The amplitude of the wave disturbance propagating in the positive x direction is given by, \[y=\dfrac{1}{(1+{{x}^{2}})}\] at time t=0 and \[y=\dfrac{1}{[1+{{(x-1)}^{2}}]}\] at t=2 seconds where x and y are in meters. The shape of wave disturbances does not change during the propagation. The velocity of the wave is:
A. 2.5 m/s
B. 0.25 m/s
C. 0.5 m/s
D. 5 m/s

Answer 1

Hint: In this question we are being asked to calculate the velocity of the wave. We know that velocity is given as distance upon time. Therefore, we will first calculate the Distance travelled by the wave in a given 2 seconds instant. To do that we will find the position of wave at t=0 and t=2. It is also given that the shape of the wave does not change. Therefore, the amplitude of the wave will remain constant.

Complete answer:
It has been given that the shape of the wave does not change then as shown in the figures below the \[{{y}_{\max }}\] does not change.

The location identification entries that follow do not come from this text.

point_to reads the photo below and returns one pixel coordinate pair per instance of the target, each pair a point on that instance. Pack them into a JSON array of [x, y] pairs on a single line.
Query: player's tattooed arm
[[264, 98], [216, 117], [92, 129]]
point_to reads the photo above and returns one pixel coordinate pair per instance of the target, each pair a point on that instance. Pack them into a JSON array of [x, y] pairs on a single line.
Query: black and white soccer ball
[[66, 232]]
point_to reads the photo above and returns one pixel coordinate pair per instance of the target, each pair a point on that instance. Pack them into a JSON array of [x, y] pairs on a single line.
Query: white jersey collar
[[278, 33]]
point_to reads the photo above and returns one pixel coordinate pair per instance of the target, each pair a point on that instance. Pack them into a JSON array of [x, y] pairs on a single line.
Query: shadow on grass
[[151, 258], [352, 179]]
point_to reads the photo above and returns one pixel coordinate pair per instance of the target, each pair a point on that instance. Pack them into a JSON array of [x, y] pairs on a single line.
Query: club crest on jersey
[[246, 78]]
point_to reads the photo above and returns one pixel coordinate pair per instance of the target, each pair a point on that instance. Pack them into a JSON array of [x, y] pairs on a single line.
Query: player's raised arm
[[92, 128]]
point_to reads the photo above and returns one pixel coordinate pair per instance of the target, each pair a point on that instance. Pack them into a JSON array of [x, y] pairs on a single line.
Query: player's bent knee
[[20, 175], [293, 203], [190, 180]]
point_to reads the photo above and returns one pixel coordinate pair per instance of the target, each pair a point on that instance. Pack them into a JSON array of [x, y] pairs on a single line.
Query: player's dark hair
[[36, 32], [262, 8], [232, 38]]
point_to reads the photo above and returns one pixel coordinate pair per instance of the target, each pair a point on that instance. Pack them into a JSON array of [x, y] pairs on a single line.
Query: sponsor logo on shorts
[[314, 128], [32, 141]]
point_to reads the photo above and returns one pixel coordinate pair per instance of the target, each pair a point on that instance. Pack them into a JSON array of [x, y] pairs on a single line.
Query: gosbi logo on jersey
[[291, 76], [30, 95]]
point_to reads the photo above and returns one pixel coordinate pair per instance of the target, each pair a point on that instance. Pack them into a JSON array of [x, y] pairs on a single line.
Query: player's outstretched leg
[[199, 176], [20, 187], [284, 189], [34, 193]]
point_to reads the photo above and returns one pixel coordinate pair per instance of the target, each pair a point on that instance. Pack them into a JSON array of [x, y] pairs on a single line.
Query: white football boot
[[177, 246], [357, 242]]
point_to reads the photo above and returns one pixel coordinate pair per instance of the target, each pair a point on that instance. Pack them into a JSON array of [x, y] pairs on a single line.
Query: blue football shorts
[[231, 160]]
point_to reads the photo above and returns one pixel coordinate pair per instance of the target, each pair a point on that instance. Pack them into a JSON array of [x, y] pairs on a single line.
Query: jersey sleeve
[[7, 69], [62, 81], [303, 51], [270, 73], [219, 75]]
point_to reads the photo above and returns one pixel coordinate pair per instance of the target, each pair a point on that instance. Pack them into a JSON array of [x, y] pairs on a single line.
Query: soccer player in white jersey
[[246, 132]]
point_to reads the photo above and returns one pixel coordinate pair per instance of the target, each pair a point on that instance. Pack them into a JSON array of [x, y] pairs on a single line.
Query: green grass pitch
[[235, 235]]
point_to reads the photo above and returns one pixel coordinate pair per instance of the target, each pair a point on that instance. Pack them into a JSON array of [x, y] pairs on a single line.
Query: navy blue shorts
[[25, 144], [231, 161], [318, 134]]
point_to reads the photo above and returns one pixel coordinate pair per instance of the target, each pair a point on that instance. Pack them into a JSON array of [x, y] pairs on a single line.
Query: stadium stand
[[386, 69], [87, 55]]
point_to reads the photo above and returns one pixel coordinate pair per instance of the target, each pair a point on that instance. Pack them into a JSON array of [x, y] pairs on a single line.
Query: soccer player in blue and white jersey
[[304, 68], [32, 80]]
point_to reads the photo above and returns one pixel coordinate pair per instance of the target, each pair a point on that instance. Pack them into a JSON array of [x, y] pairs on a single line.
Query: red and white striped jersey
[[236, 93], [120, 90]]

It is given to us that the wave is moving in a positive X direction. Therefore, the negative amplitude of the wave will be neglected. Now let us calculate the position for the wave at t=0
It is given that at t=0
\[y=\dfrac{1}{(1+{{x}^{2}})}\]
As y is inversely proportional to x in above equation. Therefore, we know that y to be maximum the value of x will be given as
\[x=0\] ………………….. (A)
\[{{y}_{\max }}=1\] ……………………… (1)
Now, similarly for x=2
We have been given that at t=2
\[y=\dfrac{1}{[1+{{(x-1)}^{2}}]}\]
From (1) and the given condition that shape of wave does not change
We can say that
\[1=\dfrac{1}{[1+{{(x-1)}^{2}}]}\]
Therefore, on solving
We get,
\[x=1\] …………… (B)
From A and B we can say that at t=0; x=0 and at t=2; x=1 as shown in the figure above.
Therefore, we can say that the distance travelled by a wave in seconds is 1 m.
Therefore, we know velocity of wave is given by Distance upon time
Therefore, velocity is given by
\[v=\dfrac{1}{2}=0.5\]
\[v=0.5m/s\]

So, the correct answer is “Option C”.

Note:
Amplitude is defined as the maximum amount of the displacement of a particle on the medium from its position of rest. In a sense, the amplitude of the wave is the maximum distance from the rest point to the crest point in both positive and negative directions. The wavelength is measured as distance between one crest to another or one through to the other.